Content validity assesses whether the items measure what they claim to measure, and also if they measure the full range of the actual question. The floor and ceiling effects are often used to assess this. These effects are the phenomenon that the results of an item may cluster in the highest or lowest result group. The distribution of the results in the different groups of each item, both pre- and postoperatively, are presented and evaluated. For this study of the Swedish WOSI, the values 0 to 1 were regarded as the lowest possible values, and 99 to 100 were regarded as the highest possible. The floor and ceiling effect is also considered important for the analysis of responsiveness. Floor and ceiling effects are presented in responsiveness as they indicate limits to the range of detectable change. Beyond the limits, no further improvement or deterioration can be observed. This was studied in group B (n = 22) both preoperatively and postoperatively, and also for the reference group C (n = 45).
Convergent validity is assessed by the correlation between items that make up the score, measuring internal consistency validity. Cronbach’s alpha was used to measure internal consistency in group B (n = 22), both preoperatively and postoperatively. Cronbach’s alpha increases as the number of items in the score increases, and comparison of alpha levels between scores with different numbers of items is not useful. When using Cronbach’s alpha on a composite rating scale made up of several items, it is also a measure of reliability.
Reliability
The test-retest reliability was expressed by measuring the agreement over time by intraclass correlation (ICC) between 2 measurements (without episodes of instability between the measurements) less than 2 months apart, more than 8 years after the initial primary dislocation in group A (n = 32). The assessment was performed for all 21 separate items, as well as for the domains and the total WOSI score.
Responsiveness
Responsiveness (sensitivity) to change between measurements before and after treatment (over time) was analyzed in 2 ways.

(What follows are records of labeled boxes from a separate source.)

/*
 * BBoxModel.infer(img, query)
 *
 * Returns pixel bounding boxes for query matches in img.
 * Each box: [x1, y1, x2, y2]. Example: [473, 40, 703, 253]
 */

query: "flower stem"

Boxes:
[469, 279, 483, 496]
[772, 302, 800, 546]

Effect size is a difference between the postoperative mean values and the preoperative mean values divided by the preoperative standard deviation. In this way, the outcomes of related but not identical scores could be analyzed. This was studied for WOSI, EQ-5D, and VAS-function in group B (n = 22). We also measured the SRM (standardized response mean) as a difference between the postoperative mean values and the preoperative mean values divided by the standard deviation of the difference.
Statistics
The methods were chosen for comparison with the original score (Kirkley et al. 1998), and the methods used were Pearson’s (product-moment) correlation coefficient, the Intraclass Correlation Coefficient (ICC), Cronbach’s alpha, effect size, SRM (standardized response mean), and description of floor and ceiling effects. See Table 1 for the outcome measures criteria (Salter et al. 2005).
Table 1.
Criteria for outcome measures
| Excellent | Adequate | Poor | |
|---|---|---|---|
| Pearson’s correlation (criterion validity) | ≥ 0.60 | 0.31–0.59 | ≤ 0.30 |
| Floor and ceiling effects (content validity) | 0% | ≤ 20% | >20% |
| ICC (test-retest) | ≥ 0.75 | 0.40–0.74 | < 0.40 |
| Cronbach’s alpha (internal consistency, convergent validity) | ≥ 0.80 | 0.70–0.79 | < 0.70 |
| Effect size (sensitivity to change) | ≥ 0.80 | 0.50–0.79 | < 0.50 |
| Standardized response mean (sensitivity to change) | ≥ 0.80 | 0.50–0.79 | < 0.50 |
Based on tables presented in Salter et al. (2005) http://www.ebrsr.com/modules/module21.pdf
The study was approved by the Ethics Committee of Stockholm (2003-557 and 2006/54-31/2) and was conducted in accordance with the Helsinki Declaration.
Results
Validity
The criterion validity, expressed as Pearson’s correlation coefficient, was 0.80 between the WOSI score and function assessed by VAS. For the domain physical symptoms it was 0.70, for sport it was 0.68, for lifestyle 0.75, and for emotions it was 0.76, as correlated to function assessed by VAS. The Pearson’s correlation coefficient was 0.59 between the WOSI score and the Rowe score postoperatively (Table 2).
Table 2.
Statistical evaluation of the validation for domains and the WOSI score. Test-retest reliability for domains and the WOSI score, and correlation to Rowe score
| Pearson’s correlation coefficient | Floor / ceiling effects | |||||
|---|---|---|---|---|---|---|
| Domains WOSI | VAS a | EQ-5D a | ROWE b | ICC b | Preop. c | Postop. c |
| Physical | 0,70 | 0.90 | No | 5% (1) C | ||
| Sport | 0.68 | 0.85 | 5% (1) F | 5% (1) C | ||
| Lifestyle | 0.75 | 0.89 | No | 5% (1) C | ||
| Emotion | 0.76 | 0.91 | No | 14% (3) C | ||
| WOSI score | 0.80 | 0.44 | 0.59 | 0.94 | No | No |
| Effect pre/post | 0.59 | 0.45 | ||||
| EQ-5D | 27% (6) C | 59% (13) C | ||||
a Group B, n = 22. The difference in WOSI score correlated to the difference in a single VAS scale (subjective shoulder function and EQ-5D as effect of the treatment). b Group A, n = 32. Test-retest reliability by intraclass correlation coefficient (ICC), and correlation of the WOSI score to Rowe score.
c Group B, n = 22. F = floor, C = ceiling (number of answers in F/C in brackets). Floor (worst possible) considered as being 0–1%. Ceiling (best possible) considered as being 99–100%.
There were no floor or ceiling effects for the WOSI score. Preoperatively, the only floor effects were 1/22 for the sport domain and there were no ceiling effects. Postoperatively, there were no floor effects and low but adequate ceiling effects in all domains (Table 2).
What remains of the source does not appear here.